If this is true, then one of West’s colloquial arguments must be wrong. He argues: ‘As organisms grow in size, they become more efficient. That is why nature has evolved large animals. It’s a much better way of utilising energy.’ If West’s fractal argument is correct, then the truth must actually be the reverse. As animals become larger, their constituent cells are forced by the supply network to use less energy. Large animals must find a way of surviving with less power, at least in relation to their mass. This is not efficiency so much as rationing. If the network really does constrain metabolic rate, this adds up to another reason why the evolution of large size, and with it complexity, is so improbable.
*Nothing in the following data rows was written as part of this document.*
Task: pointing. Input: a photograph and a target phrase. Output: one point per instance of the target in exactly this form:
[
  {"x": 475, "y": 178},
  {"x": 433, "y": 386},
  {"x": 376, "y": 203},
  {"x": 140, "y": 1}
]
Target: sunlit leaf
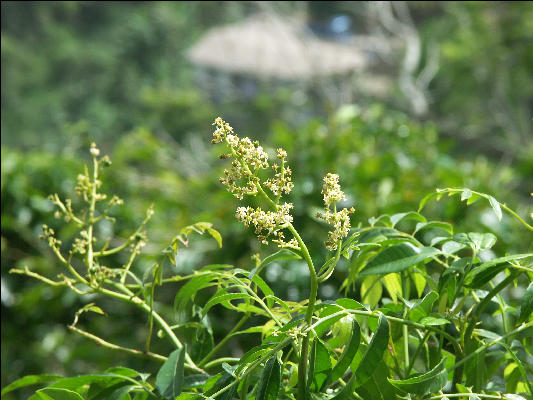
[
  {"x": 527, "y": 304},
  {"x": 169, "y": 379},
  {"x": 430, "y": 382},
  {"x": 496, "y": 207},
  {"x": 398, "y": 258},
  {"x": 29, "y": 380},
  {"x": 371, "y": 290},
  {"x": 270, "y": 380},
  {"x": 393, "y": 284}
]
So are organisms constrained by their network? The network is certainly important, and may well be fractal in its behaviour, but there are good reasons to question whether the network constrains the metabolic rate. In fact, the contrary may be true: there are certainly some instances in which the demand controls the network. The balance between supply and demand might seem more relevant to economists, but in this instance it makes the difference between an evolutionary trajectory towards greater complexity, and a world perpetually stuck in a bacterial rut, in which true complexity is unlikely to evolve. If cells and organisms become more efficient as they become bigger, then there really are rewards for larger size, an incentive to get bigger. And if size and complexity really do go hand in hand, then any rewards for larger size are equally rewards for greater complexity. There are good reasons for organisms to become larger and more complex in evolution. But if larger size is only rewarded by enforced frugality, the tight-fisted welcome of a miser, then why does life tend to get larger and more complex? Large size is already penalized by the requirement for more genes and better organization, but if the fractal model is right, size is also penalized by an everlasting vow of poverty—what’s in it for giants?